By Shakila Abrahimkhil
The sale and exchange of women as goods is rampant in Afghanistan's eastern Nangarhar province with as many as two women traded per day, according to the findings of a sociology researcher.
In a report obtained by TOLOnews, researcher Assadullah Ahmadi stated that he found some women had been traded up to five times in three Nangarhar districts – Rodat, Mohmand, and Shinwar – as part of the socially-accepted use of wives and daughters as possessions.
"It is [happening] in Mohmand and Rodad, and all of the Shinwar, and the spot of sale is the border of Pakistan and Afghanistan," Ahmadi said.

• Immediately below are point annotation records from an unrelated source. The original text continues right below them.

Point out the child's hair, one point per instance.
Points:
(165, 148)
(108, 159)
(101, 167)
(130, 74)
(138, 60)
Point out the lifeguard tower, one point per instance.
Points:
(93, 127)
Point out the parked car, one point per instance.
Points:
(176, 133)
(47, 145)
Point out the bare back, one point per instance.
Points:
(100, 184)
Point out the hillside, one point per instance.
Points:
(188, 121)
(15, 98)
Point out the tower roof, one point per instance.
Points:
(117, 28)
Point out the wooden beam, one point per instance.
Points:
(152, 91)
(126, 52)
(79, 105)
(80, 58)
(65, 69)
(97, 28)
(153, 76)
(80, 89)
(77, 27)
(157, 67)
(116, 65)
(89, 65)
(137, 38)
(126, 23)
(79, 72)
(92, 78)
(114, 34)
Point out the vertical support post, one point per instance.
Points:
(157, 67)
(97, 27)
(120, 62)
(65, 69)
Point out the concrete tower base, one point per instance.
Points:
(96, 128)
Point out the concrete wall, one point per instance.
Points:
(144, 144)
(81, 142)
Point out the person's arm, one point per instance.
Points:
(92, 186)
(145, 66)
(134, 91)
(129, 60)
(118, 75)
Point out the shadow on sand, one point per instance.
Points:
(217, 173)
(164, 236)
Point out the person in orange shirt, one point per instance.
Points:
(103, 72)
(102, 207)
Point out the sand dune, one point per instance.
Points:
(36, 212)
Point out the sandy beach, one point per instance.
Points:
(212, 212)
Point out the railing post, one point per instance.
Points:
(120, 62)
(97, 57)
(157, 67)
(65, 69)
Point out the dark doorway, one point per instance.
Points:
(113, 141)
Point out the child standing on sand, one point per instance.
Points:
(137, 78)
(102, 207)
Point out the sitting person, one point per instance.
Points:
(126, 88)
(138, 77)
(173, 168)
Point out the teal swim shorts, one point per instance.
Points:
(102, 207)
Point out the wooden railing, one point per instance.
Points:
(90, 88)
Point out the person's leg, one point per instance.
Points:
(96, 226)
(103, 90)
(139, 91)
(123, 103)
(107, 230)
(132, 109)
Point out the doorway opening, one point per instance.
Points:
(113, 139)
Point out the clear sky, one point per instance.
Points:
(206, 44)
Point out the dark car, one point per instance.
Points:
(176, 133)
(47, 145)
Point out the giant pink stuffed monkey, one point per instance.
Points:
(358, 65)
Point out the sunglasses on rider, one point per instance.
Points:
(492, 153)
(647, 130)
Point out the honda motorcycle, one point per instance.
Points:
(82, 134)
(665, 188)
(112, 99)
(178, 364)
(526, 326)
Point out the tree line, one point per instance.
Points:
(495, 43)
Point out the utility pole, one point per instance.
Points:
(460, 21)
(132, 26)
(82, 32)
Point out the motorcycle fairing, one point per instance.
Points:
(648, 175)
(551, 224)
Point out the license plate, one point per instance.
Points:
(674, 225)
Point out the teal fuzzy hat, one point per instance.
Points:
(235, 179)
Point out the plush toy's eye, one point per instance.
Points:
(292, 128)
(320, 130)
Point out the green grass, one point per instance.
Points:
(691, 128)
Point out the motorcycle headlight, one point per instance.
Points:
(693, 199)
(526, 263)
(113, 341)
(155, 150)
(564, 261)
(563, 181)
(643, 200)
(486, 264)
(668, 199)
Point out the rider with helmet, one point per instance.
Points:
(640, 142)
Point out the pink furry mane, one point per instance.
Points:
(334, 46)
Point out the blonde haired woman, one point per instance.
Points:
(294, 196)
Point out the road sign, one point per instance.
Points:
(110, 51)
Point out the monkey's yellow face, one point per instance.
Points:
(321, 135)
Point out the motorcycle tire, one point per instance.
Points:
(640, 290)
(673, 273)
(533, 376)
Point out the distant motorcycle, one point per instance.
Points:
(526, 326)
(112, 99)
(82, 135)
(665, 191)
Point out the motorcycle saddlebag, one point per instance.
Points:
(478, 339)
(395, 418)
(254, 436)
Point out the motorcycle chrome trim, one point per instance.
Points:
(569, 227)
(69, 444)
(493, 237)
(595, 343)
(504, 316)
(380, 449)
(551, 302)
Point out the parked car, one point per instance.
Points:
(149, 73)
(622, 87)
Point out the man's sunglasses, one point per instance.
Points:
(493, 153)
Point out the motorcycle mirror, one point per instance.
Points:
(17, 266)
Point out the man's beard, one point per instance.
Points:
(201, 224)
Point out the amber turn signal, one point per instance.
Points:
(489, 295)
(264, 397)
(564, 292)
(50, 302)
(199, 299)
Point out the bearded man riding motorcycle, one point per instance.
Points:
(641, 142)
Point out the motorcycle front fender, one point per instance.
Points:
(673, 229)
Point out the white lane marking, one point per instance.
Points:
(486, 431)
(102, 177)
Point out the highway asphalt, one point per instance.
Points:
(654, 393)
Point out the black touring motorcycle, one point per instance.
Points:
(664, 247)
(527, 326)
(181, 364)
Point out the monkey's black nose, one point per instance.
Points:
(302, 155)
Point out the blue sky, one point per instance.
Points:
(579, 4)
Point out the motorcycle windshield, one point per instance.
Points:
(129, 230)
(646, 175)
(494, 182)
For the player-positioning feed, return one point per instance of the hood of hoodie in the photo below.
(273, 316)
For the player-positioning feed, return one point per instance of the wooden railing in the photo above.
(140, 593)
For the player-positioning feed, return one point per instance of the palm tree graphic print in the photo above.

In his report, Ahmadi says that the eastern Afghan women were often sold across the border into Pakistan and usually for less than the cost of a mule.
"There are even women that have been sold three to five times and in some cases sold along with their daughters. When we went to them, we came to know their price is less than a mule," he said.
Shakila, 10, was abducted and held for about a year as part of a traditional Afghan form of justice known as "baad." (Photo: Andrea Bruce/The New York Times)
Afghanistan's Ministry of Hajj and Islamic Affairs on Saturday told TOLOnews that it is aware of women being sold in Afghanistan and especially in eastern Nangarhar province, stating that it is a cultural practice that even the clerics are not capable of preventing.
"There is no doubt that women are being sold, and for three reasons: past practices, poverty, and illiteracy. The women whose husbands doubt them, the women that are not liked by their husbands, and the women whose husbands are poor are sold. However they are not sold as servants but they do the Nikah," said Dai-ul-Haq Abed, deputy minister of Hajj and Religious Affairs.
The Nikah is the temporary or fixed-term marriage allowed in Islam under certain conditions.
"In a discussion with the Hajj and Religious Affairs of Shinwar, they told us that it's a very ingrained trend. We have tried to work on this issue through Islamic means. The phenomenon is decreasing but not eradicated," Abed added.
The Nangarhar provincial council also acknowledged it was a problem, saying that for years women have been sold in Shinwar and that elders of the tribe are involved.
"The selling of women has been out there in the past and now. One who overlooks this matter, overlooks the truth," said Mofti Moeen Shah, a member of the provincial council.
"In our tribe of Shinwari, they do it [sell the woman] when the husband dies," he added.
According to the council, aside from being traded for money, girls as young as five-years-old are given to victims of crimes committed by the girl's family member. After receiving her, the victim will often sell the girl and keep the money.
"In districts of Nangarhar, there are married women between ages of 16 to 80 who are sold when either her husband needs money or wants to marry another girl," said Angiza Shinwari, a member of the provincial council.
"This practice has been done for years now, and it has recently increased because there is no rule of law and there is no punishment of the criminals," she added.
However Nangarhar deputy governor Mohammad Hanif Gardiwal, while admitting that there was abuse of women, rejected that they were being sold.
"[We accept that] ill-treatment of women is present. We have acted against it with officials from districts, education department, and the clerics so that they can make people and the youth understand that women cannot be sold or given as 'baad' [traded in return for crimes]," he said.